「局面にもよりますが、NNUE系に比べて絞って探索はしていますね。ポリシーネットワークというのが、『どこが有望か』というのを予測します。それが絞られていれば狭く深く思考しますし、絞られていなければ広く浅くなります」
予測した手が上手く絞れない局面というのは、序盤・中盤・終盤だと、どこになるのだろう?
「ええと……そこは調べていないので、わからないです。ただ……」
「ディープラーニング系のソフトの特徴として、合法手が多い局面では読みが浅くなる傾向があります。終盤は持ち駒があったりするため、序盤と比べて合法手が多い。そのため、NNUE系と比べても読みが浅くなる傾向がある」
そのことが、ディープラーニング系が終盤に弱いと言われることと関係しているのだろうか?
「あると思いますね」
後手番ながら攻めるdlshogiと、受ける水匠。
この72手目を境に、dlshogiは自身が若干有利だと主張し始める。
「何か、水匠の玉が裸になったとか解説されていて。それは私にも見ればわかるので(笑)」
山岡には4九銀という手の善し悪しはさっぱりわからない。それでも棋士たちが絶賛しているのであれば、悪い展開ではないのだろう。

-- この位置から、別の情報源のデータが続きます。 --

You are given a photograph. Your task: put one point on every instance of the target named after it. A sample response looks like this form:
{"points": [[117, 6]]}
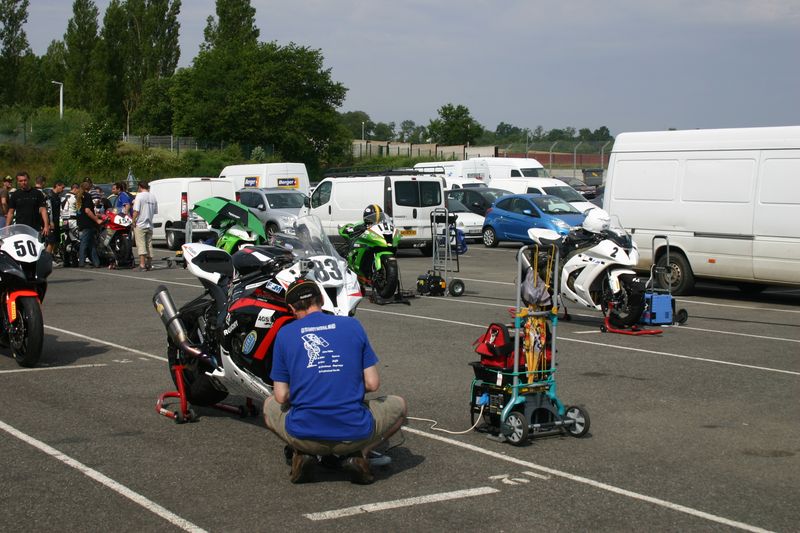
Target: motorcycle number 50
{"points": [[24, 248], [327, 269]]}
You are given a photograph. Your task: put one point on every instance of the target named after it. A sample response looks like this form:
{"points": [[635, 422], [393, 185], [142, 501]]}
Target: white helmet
{"points": [[596, 220]]}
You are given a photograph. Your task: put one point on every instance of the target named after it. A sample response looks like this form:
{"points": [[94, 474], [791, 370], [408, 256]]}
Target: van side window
{"points": [[322, 194]]}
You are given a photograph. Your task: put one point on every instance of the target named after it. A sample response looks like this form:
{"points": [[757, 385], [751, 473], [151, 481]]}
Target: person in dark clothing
{"points": [[87, 224], [27, 206]]}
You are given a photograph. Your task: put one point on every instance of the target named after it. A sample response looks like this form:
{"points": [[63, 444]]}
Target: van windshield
{"points": [[565, 193], [418, 193], [538, 172]]}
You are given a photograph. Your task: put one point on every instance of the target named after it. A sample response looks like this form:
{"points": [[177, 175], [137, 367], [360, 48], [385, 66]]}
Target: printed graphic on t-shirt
{"points": [[320, 354]]}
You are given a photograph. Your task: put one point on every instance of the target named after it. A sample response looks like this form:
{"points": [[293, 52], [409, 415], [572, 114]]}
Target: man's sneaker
{"points": [[302, 468], [378, 459], [357, 467]]}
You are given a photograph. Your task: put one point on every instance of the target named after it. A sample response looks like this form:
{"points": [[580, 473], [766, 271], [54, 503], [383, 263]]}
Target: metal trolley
{"points": [[518, 403], [447, 246]]}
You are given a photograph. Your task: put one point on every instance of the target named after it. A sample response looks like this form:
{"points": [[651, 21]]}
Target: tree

ただ、dlshogiの勝ちパターンからは外れているのが気になる……。
誰もが固唾を飲んで見守る中、水匠とdlshogiは千日手の筋を読み始める。
運営を担当する開発者たちは色めき立った。特に、電竜戦プロジェクトの理事長である『カツ丼』こと松本浩志は焦った。「1局目がバグで2局目が千日手になったら目も当てられない」
しかしそれは杞憂に終わる。
119手目。水匠は飛車を横に振ると、千日手を打開した。
山岡の心臓と先手の評価値が、大きく跳ねた。
「コンピュータ同士の対局なので、自分が動揺しても仕方ないんですけど(苦笑)」
水匠が千日手を打開した、2九飛。
この手を指された瞬間、山岡は敗北を悟った。今回のイベントを通じて山岡が最も心を動かされた瞬間だった。